CVE概要(詳細はCVEのサイトをご確認ください)
- http://cve.mitre.org/cgi-bin/cvename.cgi?name=CVE-2022-0778
- 証明書パース中のBN_mod_sqrt()無限ループの問題
- 重要度 – High
- 対象 – OpenSSL 3.0.0
- modular平方根を計算するBN_mod_sqrt()関数にバグが存在し、非素数の絶対値を計算する際に無限ループが発生する可能性があります。
内部的にはこの関数は圧縮されたフォーム等に楕円曲線公開鍵を含む証明書をパースする際に使用されています。

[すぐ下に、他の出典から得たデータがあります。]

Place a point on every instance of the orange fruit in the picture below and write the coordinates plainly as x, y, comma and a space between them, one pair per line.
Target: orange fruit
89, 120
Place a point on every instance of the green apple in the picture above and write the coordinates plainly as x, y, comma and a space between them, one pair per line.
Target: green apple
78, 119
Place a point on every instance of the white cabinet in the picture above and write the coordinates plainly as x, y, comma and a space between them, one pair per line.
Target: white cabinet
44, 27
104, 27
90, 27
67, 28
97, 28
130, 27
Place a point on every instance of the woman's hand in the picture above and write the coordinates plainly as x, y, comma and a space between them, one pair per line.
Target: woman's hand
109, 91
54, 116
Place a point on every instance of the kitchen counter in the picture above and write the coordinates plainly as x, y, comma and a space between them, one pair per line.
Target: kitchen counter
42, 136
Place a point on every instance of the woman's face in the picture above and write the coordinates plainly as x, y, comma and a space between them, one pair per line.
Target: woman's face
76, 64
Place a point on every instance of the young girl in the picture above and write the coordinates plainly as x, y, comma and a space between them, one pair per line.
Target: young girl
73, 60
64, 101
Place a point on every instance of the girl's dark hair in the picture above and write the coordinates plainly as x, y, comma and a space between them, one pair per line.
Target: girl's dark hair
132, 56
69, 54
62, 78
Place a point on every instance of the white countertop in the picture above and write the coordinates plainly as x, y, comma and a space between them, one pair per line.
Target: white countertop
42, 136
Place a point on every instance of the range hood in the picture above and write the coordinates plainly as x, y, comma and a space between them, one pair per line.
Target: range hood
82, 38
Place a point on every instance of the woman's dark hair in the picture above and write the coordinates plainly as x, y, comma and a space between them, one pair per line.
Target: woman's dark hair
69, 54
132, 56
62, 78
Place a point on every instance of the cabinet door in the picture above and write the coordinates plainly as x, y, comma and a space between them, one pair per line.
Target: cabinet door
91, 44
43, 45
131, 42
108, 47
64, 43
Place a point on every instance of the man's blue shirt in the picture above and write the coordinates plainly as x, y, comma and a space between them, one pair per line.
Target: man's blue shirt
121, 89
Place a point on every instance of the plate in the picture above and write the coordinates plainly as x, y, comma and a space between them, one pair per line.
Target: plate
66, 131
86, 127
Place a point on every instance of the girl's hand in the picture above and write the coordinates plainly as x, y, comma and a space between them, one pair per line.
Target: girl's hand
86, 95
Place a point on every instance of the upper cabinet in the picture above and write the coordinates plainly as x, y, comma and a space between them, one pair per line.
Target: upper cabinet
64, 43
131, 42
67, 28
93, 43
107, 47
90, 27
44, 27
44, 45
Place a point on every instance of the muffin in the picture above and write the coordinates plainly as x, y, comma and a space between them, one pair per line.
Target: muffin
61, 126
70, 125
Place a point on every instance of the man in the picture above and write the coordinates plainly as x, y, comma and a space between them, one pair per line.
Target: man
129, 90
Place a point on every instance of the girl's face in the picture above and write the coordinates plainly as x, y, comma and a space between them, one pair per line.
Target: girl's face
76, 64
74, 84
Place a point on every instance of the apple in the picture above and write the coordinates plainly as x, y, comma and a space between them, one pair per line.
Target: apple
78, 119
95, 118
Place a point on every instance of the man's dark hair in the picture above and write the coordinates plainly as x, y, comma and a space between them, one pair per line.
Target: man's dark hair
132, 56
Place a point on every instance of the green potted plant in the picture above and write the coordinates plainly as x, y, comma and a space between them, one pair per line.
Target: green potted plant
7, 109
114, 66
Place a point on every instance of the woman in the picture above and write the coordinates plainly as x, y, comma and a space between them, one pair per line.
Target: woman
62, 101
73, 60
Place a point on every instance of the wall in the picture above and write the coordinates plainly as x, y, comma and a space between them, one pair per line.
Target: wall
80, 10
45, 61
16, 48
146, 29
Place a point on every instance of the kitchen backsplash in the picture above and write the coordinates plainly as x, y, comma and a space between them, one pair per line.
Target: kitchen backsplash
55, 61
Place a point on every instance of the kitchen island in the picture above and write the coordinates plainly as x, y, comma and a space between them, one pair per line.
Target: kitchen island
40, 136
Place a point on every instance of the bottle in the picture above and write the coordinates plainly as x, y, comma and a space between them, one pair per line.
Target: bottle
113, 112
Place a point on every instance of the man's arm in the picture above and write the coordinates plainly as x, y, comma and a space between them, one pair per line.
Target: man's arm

不正な楕円曲線パラメータを含むように細工された証明書を使用することで無限ループを発生させることが可能です。
証明書のパースは証明書のシグネチャを確認する前に行われることから、外部から提供された証明書を処理する任意のプロセスに対してDoS攻撃を仕掛けることが可能です。無限ループは細工された楕円曲線暗号パラメータを含む秘密鍵をパースする際にも発生します。
したがって脆弱性は
- TLSクライアントがサーバ証明書を使用する際
- TLSサーバがクライアント証明書を使用する際
- ホスティングプロバイダが証明書や秘密鍵を顧客からもらう場合
- 認証局が加入者からの証明書リクエストを処理する場合
- その他ASN.1楕円暗号パラメータを処理する場合
のようなシチュエーションで発生します。
更に他のBN_mod_sqrt()を使用するアプリケーションで攻撃者がパラメータをコントロールできるようなものではDoSの問題が発生します。
この問題はOpenSSL 1.0.2, 1.1.1, 3.0に影響します。
主なディストリビューションの対応方法
詳細は、各ディストリビューションの提供元にご確認ください
対処方法
各ディストリビューションの案内に従い、アップデートを行ってください。全てのRed Hat製品でパッチが行き渡っているかを確認するには、Red Hat SatelliteやKatello、Spacewalk等を使うと管理が便利でしょう。
また、サービスの再起動が発生する場合には、peacemakerなどOSSのクラスタ製品やLifeKeeperなどの商用のクラスタリング製品を使うとサービス断の時間を最小限にすることが出来ます。